Hallo, Rudolf, da verspürte ich schon fürsorgliche Instinkte wegen des geringen Gewichts von Winfried und dann kommst Du:




> mit 1.83 + 65 kg komme ich auf einen BMI von 19.4 - damit bin ich aber auch schon wieder ein Extremist am unteren Ende, auch nicht unbedingt gut


Wenn dann noch Bonkhoff den besonders schlanken Betroffenen aggressivere PK-Verläufe prognostiziert, halte ich die von mir irgendwann angepeilten 90 kg doch für beruhigender. Aber das mit dem im Fett konzentrierten Giftmüll stimmt mich schon sehr nachdenklich. Nach Auslegung meiner Frau befindet sich dieses sicher überschüssige oder besser überflüssige Fett fast ausschließlich in der Gegend unterhalb der Gürtelschnalle, und dem müßte doch beizukommen sein.

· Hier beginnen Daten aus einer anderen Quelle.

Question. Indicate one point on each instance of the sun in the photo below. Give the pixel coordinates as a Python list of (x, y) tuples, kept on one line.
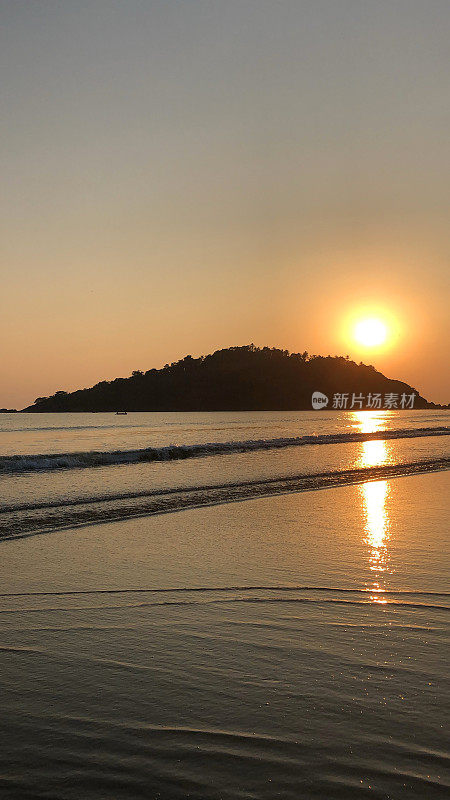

*"Risikolos gewinnen heißt ruhmlos siegen" *   (Pierre Corneille)

Gruß Hutschi

----------


## WinfriedW

> ... und: die lösung ist nicht nur, allgemein die körperfett-masse zu reduzieren, sondern auch a)entgiftungs-massnahmen, denn im fett sammeln sich die schadstoffe, die frei werden, wenn abegenommen wird; b) knochen-stärkung und aufbau, das ist die strontium- & bisphosphonate- debatte; c) muskelaufbau, testo-stärkung, östo-zurückdrängung, produktion rechtsdrehender milchsäure


Einen BMI von 19,4 kg/m² würde ich nicht anstreben, eher vielleicht 22 kg/m². Dann bliebe noch etwas Reserve für besondere Vorkommnisse.

a) Zu Entgiftungsmaßnahmen fällt mir wenig ein. Meine Leber und Nieren funktionieren, nach allem was ich weiß, normal. Die Alternativmediziner bieten drüber hinaus gegen Bares diese oder jene Entgiftungs- bzw. Entschlackungsmaßnahme an. Zu diesen Verfahren haben die Schulmediziner in aller Regel eine gefestigte Meinung: _"Quacksalberei"_.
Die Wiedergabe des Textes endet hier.